KOMUTAN HAMİLTON ANLATIYOR
Kumandan Hamilton, İngiliz Savaş Bakanı Lord Kitchener'e gönderdiği telgrafta, olayı şöyle anlatıyordu:
"Savaş sırasında, 163. tümen her bakımdan üstün olduğu bir anda, çok garip bir şey meydana geldi... Türkler'in zayıflamakta olan kuvvetlerine karşı, Albay Sir H. Beauchamp, cesur ve kendinden emin bir subay olarak büyük bir gayretle, hızla ilerledi ve savaşın en güzel kısmı böyle başladı. Mücâdele, daha da kızışmıştı. Bu askerlerin çoğu, yaralı ve susuzluktan perişan bir haldeydiler. Bunlar, kampa ancak gece vakti geri dönebildiler. Fakat, Albay, 16 subayı ve 250 askeriyle önüne düşmanı katmış, hızla ilerlemesine devam ediyordu... Daha sonra bunlardan hiçbir haber alamadık.Ormanlık bölgeye hücum ettikten sonra gözden kayboldular ve sesleri de duyulmadı. İçlerinden hiç biri geri dönmedi."
267 kişi, hiçbir iz bırakmadan kaybolup gitmişti.
YENİLGİ, KAÇINILMAZ OLDU
O gün öğleden sonra başlayan ilerleyişin başarısızlıkla sonuçlanması, Sir Ian Hamilton'un savaşi kendi lehine döndürme ümidini de yok etmişti.
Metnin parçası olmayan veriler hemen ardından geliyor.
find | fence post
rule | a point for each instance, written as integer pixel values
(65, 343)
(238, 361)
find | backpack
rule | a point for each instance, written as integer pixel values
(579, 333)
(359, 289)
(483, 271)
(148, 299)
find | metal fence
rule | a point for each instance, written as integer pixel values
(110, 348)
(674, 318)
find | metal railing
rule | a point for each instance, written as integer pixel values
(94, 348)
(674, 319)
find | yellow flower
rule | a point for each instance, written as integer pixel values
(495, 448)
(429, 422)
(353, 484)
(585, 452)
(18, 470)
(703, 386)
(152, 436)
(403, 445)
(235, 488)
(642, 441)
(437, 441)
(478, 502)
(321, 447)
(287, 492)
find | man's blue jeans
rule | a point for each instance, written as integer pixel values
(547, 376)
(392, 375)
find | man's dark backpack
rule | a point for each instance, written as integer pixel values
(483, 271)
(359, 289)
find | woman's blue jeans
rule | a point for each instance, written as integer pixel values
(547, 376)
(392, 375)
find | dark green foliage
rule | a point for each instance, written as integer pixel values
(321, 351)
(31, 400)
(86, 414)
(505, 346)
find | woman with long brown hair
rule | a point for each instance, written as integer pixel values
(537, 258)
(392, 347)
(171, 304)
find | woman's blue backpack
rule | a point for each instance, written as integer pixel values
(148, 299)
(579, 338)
Böylece, 1915 yılı sonunda Müttefik Kuvvetler, geri çekilerek, büyük bir yenilgiye uğradılar. Gelibolu savaşı, sekiz buçuk ay sürdü ve 46 bin askerin ölümüyle sonuçlandı. O zamanın savaşları için, korkunç bir rakamdı bu. 1916'da İngiliz Hükümeti, savaşın kaybedilme nedenlerini araştırmak üzere, resmi bir kurulu görevlendirdi.
GİZLENEN RAPOR
"Gelibolu Kurulunun Son Raporu" adı altında, baştan aşağı sansür denetiminden geçmiş bir rapor, önce 1917'de ve daha sonra da 1919'da yayınlandı. Raporun aslı, 1965 yılına kadar ortaya çıkarılmadı.
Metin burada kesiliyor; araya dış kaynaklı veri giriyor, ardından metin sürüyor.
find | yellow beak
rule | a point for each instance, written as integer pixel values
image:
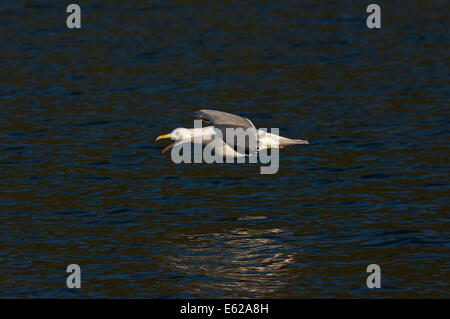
(163, 136)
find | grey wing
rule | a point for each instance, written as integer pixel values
(224, 121)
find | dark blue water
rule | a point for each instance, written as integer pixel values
(82, 180)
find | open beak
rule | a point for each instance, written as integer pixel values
(163, 136)
(168, 147)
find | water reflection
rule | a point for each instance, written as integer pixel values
(239, 260)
1918 sonunda, İngilizler, Gelibolu'ya sanki galip gelmişçesine geri döndüler. İşgâl Kuvvetleri'nin bir askeri, savaş alanında gezinirken, Kraliyet Norfolk Alayı'na ait bir rozeti buldu. Çevrede yaptığı bir soruşturma sonunda, bir Türk çiftçisinin kendi arazisinde bulduğu bir sürü cesedi, yakındaki bir dereye attığını öğrendi.
DOSYA KAPANMADI
8.5 ay süren Çanakkale Savaşı, Boğaz'ın iki yani için de tam bir Cehennem olmuştu. Savaşın tarihi yazıldı. Ölenlerin, yaralıların, kayıpların sayısı tespit edildi. Fakat bir tek şey, özellikle unutulmadı. Kaybolan Norfolk Alayı Askerleri... İkinci dünya savaşından kalan Philedelphia Efsanesi gibi, bu savaştan da bu olay tüm gizemiyle kalmıştı ortada. Bir çok kitapta bu olaya geniş yer verilir. Hatta bazıları, bunun Çanakkale Savaşı'nın kendisinden de önemli olduğunu düşünüyor.
Philedelphia 2. deneyinde de Eldridge'nin ilk görüldüğü limanın NORFOLK olması, sanki bu isimde bir şey var diye düşündürüyor.